Зимой они все умирают.
Иногда, по весне, когда что-то внутри свиристит и мечтает о тепле, ласка гуляет по стволу туда-сюда. И тогда можно заметить, отчего дерево упало: там, где ствол когда-то тянулся ввысь — чёрные обугленные следы.
Когда я оборачиваюсь, я оказываюсь там же, в безжалостном мёртвом тумане, под которым не видно земли. Там некуда бежать и нечего разглядывать. Там нет ни мыльных пузырей, ни глаз Полуночи, ни шелеста ветра, ни звуков реки, — ничего; пока ласка буянит, я сижу в тишине, обняв колени руками, а кора болезненно впивается в кожу ягодиц.
Если бы меня попросили представить там страшное, я бы не смогла. Если бы меня попросили придумать, как будет, если в моё место придёт Бездна, я бы сказала: туман сгустился, и ничего не стало. И, по правде, это не звучало бы трагедией.
Опушка с большим дубом, молодые ивы над рекой, ландыши — в моём месте они не могли бы поместиться.
Что, если в этом и дело?
— Лису нравится разное, — сказал Арден, подгребая меня к себе. Кажется, ему было всё равно, о чём говорить, и насколько тема неприлична: дали бы полапать. — Это во многом вопрос настроения. Но мне нравится думать, что моё место устроено как-нибудь наоборот.
Я нахмурилась.
— Наоборот?
— Было бы скучно, если бы там работала обычная физика, да ведь? Лис любит гоняться за солнечными зайчиками и жевать их и грызёт местную радугу. Ещё копает в том месте, куда она падает, и если копать достаточно долго, то там что-нибудь находится. Как-то раз мы нашли челоческий череп, а потом — бутылку ликёра, а потом — соломенную куколку. Это каждый раз очень весело.
Арден говорил мне это на ухо, и его дыхание щекотало кожу.
— А вот если бы ты рисовал карты, — не отставала я, — что бы там было?
— Туз, король, дама, валет и десятка, — не задумываясь, ответил Арден. — Флэш-рояль!

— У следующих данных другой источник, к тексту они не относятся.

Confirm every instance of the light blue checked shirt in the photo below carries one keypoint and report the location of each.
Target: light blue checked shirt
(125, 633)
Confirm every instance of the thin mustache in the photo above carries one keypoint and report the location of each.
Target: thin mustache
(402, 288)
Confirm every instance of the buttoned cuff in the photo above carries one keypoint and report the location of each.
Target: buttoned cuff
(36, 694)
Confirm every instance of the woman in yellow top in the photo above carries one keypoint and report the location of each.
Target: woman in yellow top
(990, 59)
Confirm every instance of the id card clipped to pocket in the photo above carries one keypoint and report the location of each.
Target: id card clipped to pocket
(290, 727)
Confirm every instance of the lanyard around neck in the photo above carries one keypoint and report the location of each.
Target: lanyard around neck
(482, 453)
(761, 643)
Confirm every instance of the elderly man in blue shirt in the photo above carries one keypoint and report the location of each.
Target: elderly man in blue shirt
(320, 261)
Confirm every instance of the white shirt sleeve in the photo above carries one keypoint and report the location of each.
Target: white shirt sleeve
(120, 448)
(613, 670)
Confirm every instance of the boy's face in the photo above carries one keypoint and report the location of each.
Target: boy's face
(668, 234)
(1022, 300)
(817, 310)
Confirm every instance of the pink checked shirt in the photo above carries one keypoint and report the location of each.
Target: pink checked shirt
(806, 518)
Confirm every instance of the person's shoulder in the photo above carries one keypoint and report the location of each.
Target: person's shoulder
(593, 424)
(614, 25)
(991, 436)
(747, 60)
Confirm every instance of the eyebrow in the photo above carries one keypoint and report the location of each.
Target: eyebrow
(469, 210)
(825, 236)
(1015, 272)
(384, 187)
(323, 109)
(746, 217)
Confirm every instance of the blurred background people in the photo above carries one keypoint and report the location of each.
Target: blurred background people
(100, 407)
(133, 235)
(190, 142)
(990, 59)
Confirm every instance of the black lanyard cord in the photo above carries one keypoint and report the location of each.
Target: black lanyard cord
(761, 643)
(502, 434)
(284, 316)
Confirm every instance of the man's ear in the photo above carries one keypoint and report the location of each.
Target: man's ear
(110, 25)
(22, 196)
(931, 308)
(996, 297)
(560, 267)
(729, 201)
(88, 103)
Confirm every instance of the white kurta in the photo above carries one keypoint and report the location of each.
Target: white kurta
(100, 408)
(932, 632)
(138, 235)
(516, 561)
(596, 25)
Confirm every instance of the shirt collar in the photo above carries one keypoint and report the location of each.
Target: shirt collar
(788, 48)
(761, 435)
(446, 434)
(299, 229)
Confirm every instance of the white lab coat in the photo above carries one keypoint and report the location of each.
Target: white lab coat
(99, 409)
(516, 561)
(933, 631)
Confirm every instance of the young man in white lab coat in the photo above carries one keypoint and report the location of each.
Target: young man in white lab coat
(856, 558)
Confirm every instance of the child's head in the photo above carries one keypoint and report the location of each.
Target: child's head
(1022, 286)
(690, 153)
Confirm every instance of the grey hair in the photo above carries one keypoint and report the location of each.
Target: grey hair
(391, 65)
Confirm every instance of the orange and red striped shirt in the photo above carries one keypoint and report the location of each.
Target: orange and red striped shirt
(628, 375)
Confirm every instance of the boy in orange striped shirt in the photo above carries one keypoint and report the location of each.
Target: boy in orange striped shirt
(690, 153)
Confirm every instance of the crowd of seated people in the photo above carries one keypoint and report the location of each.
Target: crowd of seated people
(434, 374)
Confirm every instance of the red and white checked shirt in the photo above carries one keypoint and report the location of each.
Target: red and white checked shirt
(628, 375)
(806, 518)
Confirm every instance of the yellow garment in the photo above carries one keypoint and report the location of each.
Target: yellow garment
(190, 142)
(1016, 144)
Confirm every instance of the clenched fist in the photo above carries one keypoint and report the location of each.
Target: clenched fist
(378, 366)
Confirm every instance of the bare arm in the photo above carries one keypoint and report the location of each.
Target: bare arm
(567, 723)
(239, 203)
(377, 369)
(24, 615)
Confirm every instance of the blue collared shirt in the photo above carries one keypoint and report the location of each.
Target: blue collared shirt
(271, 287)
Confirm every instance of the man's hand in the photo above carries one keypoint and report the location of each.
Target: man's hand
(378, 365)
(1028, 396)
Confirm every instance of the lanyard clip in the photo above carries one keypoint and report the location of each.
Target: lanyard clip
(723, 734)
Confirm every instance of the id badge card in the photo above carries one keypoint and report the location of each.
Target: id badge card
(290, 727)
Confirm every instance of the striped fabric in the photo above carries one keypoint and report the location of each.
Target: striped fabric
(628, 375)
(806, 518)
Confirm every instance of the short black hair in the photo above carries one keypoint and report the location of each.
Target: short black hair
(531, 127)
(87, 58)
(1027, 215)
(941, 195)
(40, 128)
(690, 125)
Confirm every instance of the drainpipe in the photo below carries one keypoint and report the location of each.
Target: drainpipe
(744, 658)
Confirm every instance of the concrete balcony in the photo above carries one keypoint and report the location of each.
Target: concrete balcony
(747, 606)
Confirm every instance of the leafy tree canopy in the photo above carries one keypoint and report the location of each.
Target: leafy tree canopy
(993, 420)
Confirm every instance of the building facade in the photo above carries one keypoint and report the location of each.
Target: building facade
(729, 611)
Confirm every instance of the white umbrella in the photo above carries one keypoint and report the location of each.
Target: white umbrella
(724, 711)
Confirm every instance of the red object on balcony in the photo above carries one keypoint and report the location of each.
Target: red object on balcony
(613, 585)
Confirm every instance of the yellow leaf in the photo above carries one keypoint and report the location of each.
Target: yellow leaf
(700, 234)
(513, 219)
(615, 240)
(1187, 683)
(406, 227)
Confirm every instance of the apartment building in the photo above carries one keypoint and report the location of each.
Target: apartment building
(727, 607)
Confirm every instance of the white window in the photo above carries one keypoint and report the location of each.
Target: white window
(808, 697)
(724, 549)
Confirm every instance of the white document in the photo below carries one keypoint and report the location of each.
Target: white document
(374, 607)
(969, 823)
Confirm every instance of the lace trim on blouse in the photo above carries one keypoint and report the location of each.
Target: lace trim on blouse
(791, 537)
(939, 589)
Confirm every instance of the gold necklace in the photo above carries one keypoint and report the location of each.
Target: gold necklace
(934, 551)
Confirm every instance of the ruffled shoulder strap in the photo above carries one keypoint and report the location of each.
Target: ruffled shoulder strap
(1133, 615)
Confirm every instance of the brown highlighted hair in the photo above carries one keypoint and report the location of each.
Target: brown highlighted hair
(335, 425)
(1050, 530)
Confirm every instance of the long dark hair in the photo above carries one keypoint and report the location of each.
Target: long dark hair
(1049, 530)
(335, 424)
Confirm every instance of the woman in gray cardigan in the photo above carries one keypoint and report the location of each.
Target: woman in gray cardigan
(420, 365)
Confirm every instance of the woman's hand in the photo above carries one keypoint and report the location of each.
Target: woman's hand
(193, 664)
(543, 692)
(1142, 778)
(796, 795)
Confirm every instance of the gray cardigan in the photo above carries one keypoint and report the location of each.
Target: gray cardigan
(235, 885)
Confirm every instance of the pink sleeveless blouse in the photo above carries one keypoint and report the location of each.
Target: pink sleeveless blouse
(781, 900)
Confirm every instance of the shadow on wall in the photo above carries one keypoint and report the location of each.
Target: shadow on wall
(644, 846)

— Тьфу на тебя! — я пихнула его в бок локтём. — Я серьёзно!
Он насупился:
— Не знаю.
— Вот смотри, — я вывернулась из его рук, перелистнула бумаги на столе, вытащила чистый мятый лист и вручила Ардену его и карандаш. — Рисуй!
Он думал очень долго: на переносице пролегла длинная морщинка, чуть смещённая в сторону, туда, где у лиса тянется по морде белое пятно. Арден покрутил в пальцах карандаш, почесал им нос, вздохнул. Он выглядел не столько недовольным, сколько озадаченным.
Наконец, он решительно изобразил в центре нечто, отдалённо напоминающее дерево в исполнении трёхлетки, а у его корней — тёмную арку «норы». Оттуда к левому углу — сплошной клин треугольников-ёлок, пересечённых тропками, а в правой стороне идеально-круглое, обведённое по стакану, озеро с бантиком-рыбой. Ещё были корявые ромашки, подписанные как «маковое поле», всплошную исчёрканный угол «ча — ща» и что-то вроде перевёрнутых горшков, претендующих на роль холмистой местности.
Потом Арден вкривь-вкось изобразил поверх что-то длинное.
— Река? — уточнила я.
— Упаси Полуночь, — он содрогнулся. — Это радуга!
Надо сказать, рисовал Арден не просто плохо — ужасно, что было особенно забавно с учётом его потрясающих навыков каллиграфии. Надписи были ровные, изящные, наполненные какой-то возвышенной и чудесной красотой, а ровнёхонькие линии рисунков выходили по-детски странными и непонятными.
Зато сам Арден смотрел на свои художества с некоторой гордостью:
— Ну… как-то так?
— А когда ты превращаешься, — коварно спросила я, — где ты оказываешься?
— В каком смысле — где? Ну… там же?
— Пальцем ткни, — предложила я и подсунула ему «карту».
Он выглядел удивлённым.
— При чём здесь это? Ну, вот смотри.